How long had they been dating, involved? She could scarcely recall a time that they weren't and this had never happened.

Inside his room, Richard's slate blue eyes scanned the many files he was extracting from various unknown sources concerning the background and persona of a Miss Raven Roth—the girl from the bookshop, the girl he had rescued last night, the girl who had called him a name he had wished to never hear again.

Robin.

The name had been so soft he had almost not heard it at all, disappearing off her lips like a wish and he had wondered at that. She said his name like she missed him.

Like she knew him.

And that was why he had called in sick, why he had sat all day in front of various screens of computers and other technology, trying to track down a basic founding line on this girl with eyes the color of amethysts. That was why he had not spoken to anyone, save the person at work and Star, and why he had kept both conversations to about two sentences at most.

She was why and he couldn't remember a time he had been more fixated. This was odd, because the obsessive nature felt familiar, but without the sinister edge he found himself expecting, without the cold mystery of an austere and potential villain, because she, she was just a stranger.

A beautiful, complicated stranger.

So far he hadn't been able to track much on her. She was inordinately elusive. He couldn't find a blood type, or a date of birth, history of familial relations, evidence of family at all...he couldn't even find any hint of the bookshop she worked at.
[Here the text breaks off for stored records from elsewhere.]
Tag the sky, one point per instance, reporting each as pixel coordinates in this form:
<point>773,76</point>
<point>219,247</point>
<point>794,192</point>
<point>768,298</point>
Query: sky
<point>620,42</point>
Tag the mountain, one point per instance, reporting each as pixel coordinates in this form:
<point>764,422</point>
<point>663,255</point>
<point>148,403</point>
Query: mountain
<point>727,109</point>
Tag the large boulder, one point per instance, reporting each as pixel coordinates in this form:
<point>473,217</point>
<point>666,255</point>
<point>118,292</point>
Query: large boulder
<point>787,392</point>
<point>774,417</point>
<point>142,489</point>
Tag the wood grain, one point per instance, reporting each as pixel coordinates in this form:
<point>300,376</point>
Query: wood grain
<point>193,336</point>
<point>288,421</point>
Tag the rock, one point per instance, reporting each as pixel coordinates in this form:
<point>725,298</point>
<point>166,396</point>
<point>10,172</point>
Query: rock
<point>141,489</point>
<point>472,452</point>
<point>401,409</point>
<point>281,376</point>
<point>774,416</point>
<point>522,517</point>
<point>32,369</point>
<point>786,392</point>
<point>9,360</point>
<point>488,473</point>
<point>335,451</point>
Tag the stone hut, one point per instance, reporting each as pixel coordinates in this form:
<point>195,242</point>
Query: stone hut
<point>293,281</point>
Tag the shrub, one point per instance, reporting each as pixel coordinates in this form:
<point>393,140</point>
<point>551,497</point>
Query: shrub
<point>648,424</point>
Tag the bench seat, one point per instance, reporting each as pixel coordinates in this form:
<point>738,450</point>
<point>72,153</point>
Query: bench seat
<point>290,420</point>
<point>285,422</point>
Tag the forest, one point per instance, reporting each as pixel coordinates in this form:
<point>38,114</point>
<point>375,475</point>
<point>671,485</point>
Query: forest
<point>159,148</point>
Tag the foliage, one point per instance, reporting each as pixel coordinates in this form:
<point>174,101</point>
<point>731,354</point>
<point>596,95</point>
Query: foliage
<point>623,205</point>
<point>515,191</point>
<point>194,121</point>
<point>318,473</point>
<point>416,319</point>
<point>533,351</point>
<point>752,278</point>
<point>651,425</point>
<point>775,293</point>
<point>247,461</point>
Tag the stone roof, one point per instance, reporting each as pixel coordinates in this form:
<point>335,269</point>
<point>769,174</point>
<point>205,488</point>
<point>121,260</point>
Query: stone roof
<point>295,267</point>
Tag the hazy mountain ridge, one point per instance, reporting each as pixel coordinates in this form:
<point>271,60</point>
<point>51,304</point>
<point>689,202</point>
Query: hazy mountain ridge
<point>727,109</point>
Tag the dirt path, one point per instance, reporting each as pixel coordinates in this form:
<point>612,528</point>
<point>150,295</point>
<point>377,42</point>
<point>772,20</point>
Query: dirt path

But that was so strange...he had seen her that night at the gala, Malchior ordering her around—his blood boiled at that but he fought it down stubbornly. He had seen her there, so they must have each been

"Richard?" Star knocked softly at his door. He sighed and deftly closed several things that looked like laptops, but were not, and hid them carefully away in his closet, which he closed before answering his door. His girlfriend's worried green eyes bore into his with a sad intensity and he felt immediately guilty for making her feel that way. She was very precious to him, but he did not show it when he got this way and one might get the distinct impression of the opposite if one didn't watch how he held her close and whispered apologies into her ear, face buried in the comfort of her long red tendrils.

"Sorry," he mumbled and felt himself relax into her arms. Star Anders was a wonder to him, beautiful and patient. She was everything a man might hope for as, on top of her virtuous qualities, she was extremely attractive. However, Richard knew, for all that she was and all that he was not, she could not fill that hole in his chest where one might save room for 'the love of a lifetime.'

For some reason, he'd never been able to bring himself to that, or allow himself that with her and he'd never been able to figure out what that reason was.

"It's okay," she replied, running her hands through his hair the way of comforting.

Star was what it was to be safe and in these days Richard found he didn't dare seek more than that. Between his secret outings as Nightwing and day job as an executive, he might have gone mad, but the comfort of her soothing gestures and seemingly endless patience kept him sane, kept him as normal as he could ever hope to be; he owed her.

Yes, he owed her...but that was not all. He liked her. He cared for her. He even loved her.

But he did not love her the precise way he suspected he should, the precise way he suspected she loved him.

And he wondered briefly if she was at all aware of the imbalance between them.